ABC-BMS (SOK LiFePO4 Bluetooth)

[scottrosendahl]

Please add support for ABC-BMS (the BMS for SOK LiFePO4 Bluetooth batteries).

Thanks in advance!

[zuccaro]

I have reverse engineered the ABC-BMS (SOK-BMS) protocol from tearing down their Android app and capturing bluetooth between mobile phone and battery. I'll share working PoC with @Louisvdw.

[scottrosendahl]

I have reverse engineered the ABC-BMS (SOK-BMS) protocol from tearing down their Android app and capturing bluetooth between mobile phone and battery. I'll share working PoC with @Louisvdw.

Awesome, thanks much! Looking forward to trying it out.

[scottrosendahl]

Hello, how's it coming along for this?

[mdshw5]

I would love to see this implemented! Currently I have a home assistant instance running in my RV, with ESPHome pulling in BLE sensor data.

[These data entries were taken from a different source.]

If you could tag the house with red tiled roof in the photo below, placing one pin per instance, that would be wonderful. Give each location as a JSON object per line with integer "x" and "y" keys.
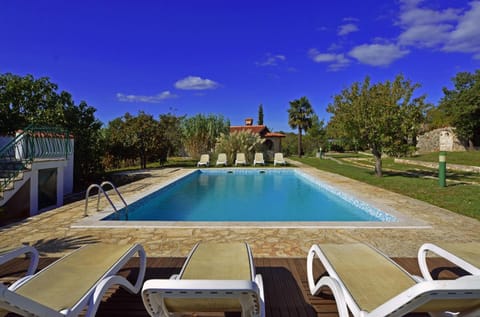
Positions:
{"x": 273, "y": 140}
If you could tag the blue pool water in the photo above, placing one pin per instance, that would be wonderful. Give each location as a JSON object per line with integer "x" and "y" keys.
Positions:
{"x": 249, "y": 195}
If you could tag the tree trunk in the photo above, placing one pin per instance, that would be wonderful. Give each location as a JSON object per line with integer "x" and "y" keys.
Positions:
{"x": 471, "y": 146}
{"x": 378, "y": 161}
{"x": 299, "y": 142}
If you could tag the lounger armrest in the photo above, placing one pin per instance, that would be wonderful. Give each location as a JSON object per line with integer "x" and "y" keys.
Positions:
{"x": 27, "y": 250}
{"x": 464, "y": 289}
{"x": 422, "y": 260}
{"x": 248, "y": 293}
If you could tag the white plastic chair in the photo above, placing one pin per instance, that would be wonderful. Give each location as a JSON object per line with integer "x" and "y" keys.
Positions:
{"x": 465, "y": 255}
{"x": 215, "y": 278}
{"x": 204, "y": 160}
{"x": 67, "y": 286}
{"x": 278, "y": 159}
{"x": 258, "y": 159}
{"x": 240, "y": 159}
{"x": 369, "y": 284}
{"x": 222, "y": 159}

If the spec for the ABC-BMS were known it would enable many other projects to take advantage of the BMS values.

[mdshw5]

@zuccaro I'm about to start reverse engineering the SOK bluetooth services, but if you've already done this would you mind sharing with me as well?

[zuccaro]

I don't have a full understanding of their protocol but it should help you get started!

[zuccaro]

#!/usr/bin/python3

# communicates with SOK BMS via BLE commands

import BLE_GATT
import logging
import argparse
import struct
import sys
import threading
import time
import statistics

mac_address = '00:00:01:AA:EE:DD'

svc_id    = '0000ffe0-0000-1000-8000-00805f9b34fb'
notify_id = '0000ffe1-0000-1000-8000-00805f9b34fb'
tx_id     = '0000ffe2-0000-1000-8000-00805f9b34fb'

cmd_name       = [ 0xee, 0xc0, 0x00, 0x00, 0x00 ]
cmd_info       = [ 0xee, 0xc1, 0x00, 0x00, 0x00 ]
cmd_detail     = [ 0xee, 0xc2, 0x00, 0x00, 0x00 ]
cmd_setting    = [ 0xee, 0xc3, 0x00, 0x00, 0x00 ]
cmd_protection = [ 0xee, 0xc4, 0x00, 0x00, 0x00 ]
cmd_break      = [ 0xdd, 0xc0, 0x00, 0x00, 0x00 ]


def get_str(ubit, uuid):
    """ reads utf8 string from specified bluetooth uuid """
    return ''.join(bytes(ubit.char_read(uuid)).decode('UTF-8'))

def unpack(pattern,data):
    """ slightly simpler unpack call """ 
    return struct.unpack(pattern, data)[0]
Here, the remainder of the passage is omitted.